The feet can act as an early warning system, so Rebeca Gomez recommends a yearly check-up, or more frequently if issues are identified.

This is likely to be a private consultation as unless you have a diagnosed foot condition, you are unlikely to see a podiatrist( the modern name for a chiropodist) on the NHS.

The College of Podiatry can help you. Run to find-a-podiatrist/ or call.


PODIATRIST Rebeca gomez indicates trying these exercisings on a daily basis to improve your all-round foot health…

Exercise 1: Stand behind the sofa and place a tennis ball between your ankle bones. Rest your hands on the back of the sofa and rise up onto your tiptoes rapidly without dropping the tennis ball.

With the ball between your ankles, return heels gently to the ground. This runs an important ligament on the inside of the ankle which helps preserve the archway of the foot. It also strengthens the calves and ankle stability, reducing the risk of sprains and falls.

If you canat do this without ache or dropping the ball, this is an indicator that your tendon is weak and your archways may be at risk of falling.

Start with five repeatings per day and work up until you can easily carry out 20 a day.

Exercise 2: Try balancing on one leg( near a wall for safety ). This forces special sensors in the muscles and ligaments of your feet which send signals to your brain a known as proprioceptors a to work harder as your body calculates where your extremities are and how to balance.

Try it for a slow count of 30 without wobbling, then on the other leg. Now try it with your eyes shut a this will test what your feet can feel even further. Recur the exercises two to four times a day. The aim is to stand on each leg with eyes closed for at least 30 seconds, without wobbling or needing to touch the wall for support.

Exercise 3: Place a thick book on the floor. Put the front of your feet on the edge of it, keeping your heels on the ground and tilt your feet slightly outwards towards the little toe.

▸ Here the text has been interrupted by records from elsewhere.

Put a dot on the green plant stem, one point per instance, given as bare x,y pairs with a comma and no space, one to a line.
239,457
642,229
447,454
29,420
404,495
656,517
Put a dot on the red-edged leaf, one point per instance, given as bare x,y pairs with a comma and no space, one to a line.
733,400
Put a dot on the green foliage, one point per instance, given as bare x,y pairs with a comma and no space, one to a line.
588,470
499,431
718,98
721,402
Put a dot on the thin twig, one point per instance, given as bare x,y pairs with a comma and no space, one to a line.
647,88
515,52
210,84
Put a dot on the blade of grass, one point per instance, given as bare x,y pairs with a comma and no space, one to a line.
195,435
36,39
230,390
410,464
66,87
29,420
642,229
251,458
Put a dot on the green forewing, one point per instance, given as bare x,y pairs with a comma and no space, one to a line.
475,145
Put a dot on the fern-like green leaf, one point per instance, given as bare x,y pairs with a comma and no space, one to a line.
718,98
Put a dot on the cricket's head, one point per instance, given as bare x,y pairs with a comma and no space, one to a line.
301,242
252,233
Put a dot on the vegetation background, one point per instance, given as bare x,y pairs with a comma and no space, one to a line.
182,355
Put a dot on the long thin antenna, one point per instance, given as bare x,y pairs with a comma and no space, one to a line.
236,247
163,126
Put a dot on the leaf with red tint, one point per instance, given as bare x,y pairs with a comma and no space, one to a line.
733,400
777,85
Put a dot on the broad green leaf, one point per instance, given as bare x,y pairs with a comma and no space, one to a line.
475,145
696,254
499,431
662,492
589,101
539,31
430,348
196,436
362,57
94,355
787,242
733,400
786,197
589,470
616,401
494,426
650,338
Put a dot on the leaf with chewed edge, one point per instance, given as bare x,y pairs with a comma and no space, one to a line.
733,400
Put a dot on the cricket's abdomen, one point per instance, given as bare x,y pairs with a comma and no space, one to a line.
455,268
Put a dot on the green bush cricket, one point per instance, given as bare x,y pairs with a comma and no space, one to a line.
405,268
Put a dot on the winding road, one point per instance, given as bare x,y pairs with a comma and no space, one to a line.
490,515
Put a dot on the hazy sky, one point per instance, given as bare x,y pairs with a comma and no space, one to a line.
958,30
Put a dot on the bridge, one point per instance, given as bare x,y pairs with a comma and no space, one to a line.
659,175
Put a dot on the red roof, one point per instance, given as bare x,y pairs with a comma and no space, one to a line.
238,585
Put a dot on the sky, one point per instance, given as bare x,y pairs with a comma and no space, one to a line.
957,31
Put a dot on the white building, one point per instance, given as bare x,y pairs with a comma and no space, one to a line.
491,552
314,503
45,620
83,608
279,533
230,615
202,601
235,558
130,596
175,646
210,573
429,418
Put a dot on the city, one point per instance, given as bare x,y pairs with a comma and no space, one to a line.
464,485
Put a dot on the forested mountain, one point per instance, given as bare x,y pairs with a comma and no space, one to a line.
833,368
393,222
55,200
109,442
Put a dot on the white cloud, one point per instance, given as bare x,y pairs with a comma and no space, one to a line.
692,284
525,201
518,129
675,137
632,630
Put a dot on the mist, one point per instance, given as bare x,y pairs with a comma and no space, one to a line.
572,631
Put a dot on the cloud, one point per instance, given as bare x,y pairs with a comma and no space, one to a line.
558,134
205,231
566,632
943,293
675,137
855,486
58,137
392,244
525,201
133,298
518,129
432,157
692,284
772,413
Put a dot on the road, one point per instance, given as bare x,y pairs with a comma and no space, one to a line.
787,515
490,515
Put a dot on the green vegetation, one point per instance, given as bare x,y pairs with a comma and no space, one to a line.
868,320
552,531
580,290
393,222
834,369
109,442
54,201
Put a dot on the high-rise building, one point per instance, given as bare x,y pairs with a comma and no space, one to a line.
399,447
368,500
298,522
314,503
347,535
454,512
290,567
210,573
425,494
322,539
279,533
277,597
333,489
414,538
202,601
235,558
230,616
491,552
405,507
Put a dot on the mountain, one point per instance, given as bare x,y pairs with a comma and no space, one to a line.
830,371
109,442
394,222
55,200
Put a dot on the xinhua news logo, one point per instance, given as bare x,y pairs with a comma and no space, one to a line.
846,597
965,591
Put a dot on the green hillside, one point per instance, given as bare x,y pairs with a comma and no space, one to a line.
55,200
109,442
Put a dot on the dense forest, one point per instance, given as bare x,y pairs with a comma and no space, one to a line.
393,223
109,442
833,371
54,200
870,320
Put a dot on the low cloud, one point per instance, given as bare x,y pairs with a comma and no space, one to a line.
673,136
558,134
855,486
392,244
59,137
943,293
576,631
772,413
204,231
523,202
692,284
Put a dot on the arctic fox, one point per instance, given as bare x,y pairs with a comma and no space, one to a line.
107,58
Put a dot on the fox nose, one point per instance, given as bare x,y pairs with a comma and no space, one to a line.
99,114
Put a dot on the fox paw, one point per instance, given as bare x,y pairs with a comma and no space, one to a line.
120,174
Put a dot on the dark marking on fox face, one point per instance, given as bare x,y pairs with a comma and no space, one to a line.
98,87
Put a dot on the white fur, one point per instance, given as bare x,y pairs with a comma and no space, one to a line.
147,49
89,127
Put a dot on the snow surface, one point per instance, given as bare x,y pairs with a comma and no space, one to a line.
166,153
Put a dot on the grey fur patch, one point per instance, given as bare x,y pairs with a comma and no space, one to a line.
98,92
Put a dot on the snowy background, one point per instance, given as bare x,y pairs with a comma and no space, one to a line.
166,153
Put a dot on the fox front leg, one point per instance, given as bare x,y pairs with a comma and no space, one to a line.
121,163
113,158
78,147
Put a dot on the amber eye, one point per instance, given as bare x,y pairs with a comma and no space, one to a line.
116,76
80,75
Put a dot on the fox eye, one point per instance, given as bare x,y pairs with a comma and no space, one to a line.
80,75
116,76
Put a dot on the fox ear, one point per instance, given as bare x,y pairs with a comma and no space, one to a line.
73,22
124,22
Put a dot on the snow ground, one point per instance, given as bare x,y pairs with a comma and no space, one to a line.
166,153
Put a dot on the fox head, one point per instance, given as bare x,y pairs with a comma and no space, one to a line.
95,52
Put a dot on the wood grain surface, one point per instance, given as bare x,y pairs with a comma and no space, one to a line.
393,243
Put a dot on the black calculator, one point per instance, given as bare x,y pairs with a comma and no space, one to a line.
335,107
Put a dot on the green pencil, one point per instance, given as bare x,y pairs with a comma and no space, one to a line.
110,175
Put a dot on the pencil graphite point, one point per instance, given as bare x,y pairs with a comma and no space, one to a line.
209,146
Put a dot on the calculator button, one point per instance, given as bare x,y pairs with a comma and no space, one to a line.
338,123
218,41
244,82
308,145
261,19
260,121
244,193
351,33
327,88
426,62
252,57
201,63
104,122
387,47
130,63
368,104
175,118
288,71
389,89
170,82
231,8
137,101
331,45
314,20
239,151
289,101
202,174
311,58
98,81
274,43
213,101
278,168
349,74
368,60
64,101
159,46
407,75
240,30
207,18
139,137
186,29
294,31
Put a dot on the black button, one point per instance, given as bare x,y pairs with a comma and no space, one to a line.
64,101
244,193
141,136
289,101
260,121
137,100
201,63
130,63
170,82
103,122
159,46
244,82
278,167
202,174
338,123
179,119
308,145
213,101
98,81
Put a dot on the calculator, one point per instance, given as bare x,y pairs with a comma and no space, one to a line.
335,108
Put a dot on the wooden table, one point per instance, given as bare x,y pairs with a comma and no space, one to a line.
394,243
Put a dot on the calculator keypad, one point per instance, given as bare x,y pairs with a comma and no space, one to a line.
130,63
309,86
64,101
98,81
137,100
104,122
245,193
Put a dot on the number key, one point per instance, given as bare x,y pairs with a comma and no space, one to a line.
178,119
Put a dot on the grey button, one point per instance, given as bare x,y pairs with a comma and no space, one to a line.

Tuck your bottom in. You should still be able to stand up straight, and feel a stretching through your calf.

Aim to hold this stretch for two minutes twice a day. This helps ensure your calf can stretch enough so when youare walking, your heel can strike the ground first and propel you forward.

It also ensures the leg can be brought forward directly underneath the body rather than swinging it around the outside of the body.

The body often takes these alazya shortcuts, but it can cause knee and hip problems.